I raise my hands. The wind is getting up outside and the door groans. It sounds like a wolf howling.
“I need a pair of hands like that to bury me.”
I push her away and the dust whirls and floats around me.” Are you going to die or are you already dead?” I exclaim.
“I’m not dead, I’m still alive. Look at my hands. They’re as pale as yours.”
“My hands are not pale,” I say.
“Nor are mine,” she went on. “No one’s lived longer than I have.”
“Some people have died before you.”
“I’ve died before me.”
My legs tremble and I ask: “Have you seen someone called Field-Keeper?”
“He died a long time ago.”
The sound of the wind mixes with the shadows in the room.
When I go outside, I see the village is crammed with graves. The sun has managed to filter through the long grass onto the mounds. The trees press against the sky.
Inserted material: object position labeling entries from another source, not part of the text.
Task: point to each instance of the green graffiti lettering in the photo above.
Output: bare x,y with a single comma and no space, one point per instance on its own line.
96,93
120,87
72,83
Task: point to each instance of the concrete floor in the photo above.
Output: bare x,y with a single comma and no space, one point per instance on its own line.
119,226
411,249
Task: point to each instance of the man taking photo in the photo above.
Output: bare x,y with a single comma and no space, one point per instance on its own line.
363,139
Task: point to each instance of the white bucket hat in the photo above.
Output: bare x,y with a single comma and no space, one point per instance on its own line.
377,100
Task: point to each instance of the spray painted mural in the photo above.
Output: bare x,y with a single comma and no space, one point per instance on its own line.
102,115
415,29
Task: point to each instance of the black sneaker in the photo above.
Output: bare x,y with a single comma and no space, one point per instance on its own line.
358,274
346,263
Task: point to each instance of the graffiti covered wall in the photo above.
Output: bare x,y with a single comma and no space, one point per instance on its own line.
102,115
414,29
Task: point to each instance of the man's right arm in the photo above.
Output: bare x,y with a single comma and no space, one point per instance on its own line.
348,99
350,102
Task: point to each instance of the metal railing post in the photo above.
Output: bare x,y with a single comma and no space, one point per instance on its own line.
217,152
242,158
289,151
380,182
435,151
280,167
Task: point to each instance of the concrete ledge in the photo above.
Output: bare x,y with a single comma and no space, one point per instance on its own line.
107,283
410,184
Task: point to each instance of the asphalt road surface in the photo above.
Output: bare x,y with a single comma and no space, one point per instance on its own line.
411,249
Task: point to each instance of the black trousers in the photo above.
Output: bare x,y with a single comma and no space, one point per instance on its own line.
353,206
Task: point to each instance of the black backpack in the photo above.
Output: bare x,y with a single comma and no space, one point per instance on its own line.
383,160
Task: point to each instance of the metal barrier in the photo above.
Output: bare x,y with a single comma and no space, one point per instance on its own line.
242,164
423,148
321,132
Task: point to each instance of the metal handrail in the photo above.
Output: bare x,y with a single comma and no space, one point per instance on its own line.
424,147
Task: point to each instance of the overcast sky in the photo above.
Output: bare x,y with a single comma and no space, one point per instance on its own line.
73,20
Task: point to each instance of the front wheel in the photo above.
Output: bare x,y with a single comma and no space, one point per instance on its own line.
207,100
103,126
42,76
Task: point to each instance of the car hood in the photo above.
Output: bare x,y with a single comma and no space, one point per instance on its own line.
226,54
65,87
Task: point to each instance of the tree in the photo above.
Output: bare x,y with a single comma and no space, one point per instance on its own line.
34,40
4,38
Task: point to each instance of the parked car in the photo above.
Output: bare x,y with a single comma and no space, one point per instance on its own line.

The sound of the wind has driven noon away and a foul, rotting smell permeates the village. Time has left the village along with the wind and I follow time up and down hills. I feel drained, and the road seems endless. Black clouds darken the sky, burying the sun behind swirling, dense vapor. One more hill and the murky sky has brought with it an autumnal chill. The leaves will soon wither and fall. I slither downhill onto a broad plain. Suddenly, large snowflakes begin to float earthwards, blanketing the ground. I am burning hot all over, and sweat drenches my clothing even though my face and hands are red and stiff with cold. I make an effort to stretch my muscles as I plow on, the wind stinging my cheeks painfully. I fall so many times that I draw blood on my cheeks and birds swoop down and peck them till they’re even more painful. My lips are cracked and dry and my throat is swollen. The fever makes me muddle-headed and I fall again. I can’t hear anything, and the snow dances before my eyes. Soon I’ll be buried in it. The wind is bone-chilling and I haul myself up and flail my arms and legs to keep going. I have lost my sense of direction and my breath is loud in my ears. I’m exhausted and my feet are numb. I cross a frozen river covered with snow. After I’ve crossed, I hear the ice crack behind me. I begin to feel distressed. I’m afraid of dying in a place where there is no warmth, where everything around me is colorless, withered and fallen.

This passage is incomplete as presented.